Something that definitely stood out to me when I was watching the movie was the talent of the cast. The main cast was all female, including Natalie Portman, Jennifer Jason Leigh, Gina Rodriguez, Tessa Thompson, and Tuva Novotny. Each actress brought a unique personality to their character, which made watching all their interactions on screen even more interesting. What I especially found entertaining was Gina Rodriguez's performance as Anya, a paramedic who also takes part in the expedition into The Shimmer. Her character is introduced as very quirky, talkative, and likable. However, midway into the movie, as The Shimmer has its full effect on the characters, it is Anya who especially becomes delirious and dangerous to the rest of the group. The change in my perspective towards Rodriguez's character was surprising and felt very sudden. Overall, all the actresses, and especially Rodriguez, portrayed their characters very well in the movie.

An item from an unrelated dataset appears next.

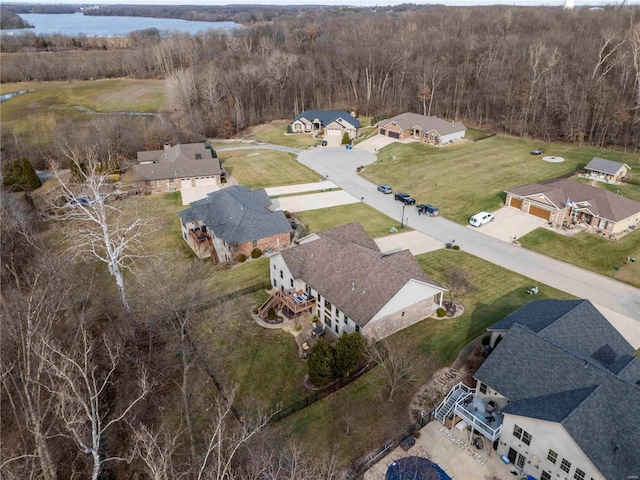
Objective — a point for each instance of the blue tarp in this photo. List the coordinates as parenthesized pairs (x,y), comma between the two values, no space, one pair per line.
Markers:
(415,468)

Another thing that I enjoyed about the movie was the world that was created for The Shimmer. It was so bizarre and yet so intriguing. Everything was made to look like a dream, with sceneries too good to be true but also with many dark places of the unknown. Both the film characters and I, as the viewer, certainly had no expectations while visually exploring The Shimmer, and that’s mainly what made my experience watching the film so nerve-wracking and freakish. The Shimmer’s mimicry of human life and nature was, like most things in the movie, both beautiful and disturbing. The colors and depictions of all the wildlife were alluring, while I found the mannerisms of The Shimmer’s alien-like humans, as well as its effects on the main characters to be very creepy.

It’s been a long time since I had seen a movie that left me feeling both disturbed (in a somewhat good way) and curious; the last time was when I was about five and I saw Steven Spielberg’s A.I Artificial Intelligence. After all those years, I never forgot about that movie, and I don’t think I’ll ever forget about Annihilation either. Alex Garland’s film will surely leave you with many questions, both film-related and personal. It’s a movie that makes viewers think about what exists outside of our lives and worlds. If you’re interested in films like this one, I definitely recommend seeing it.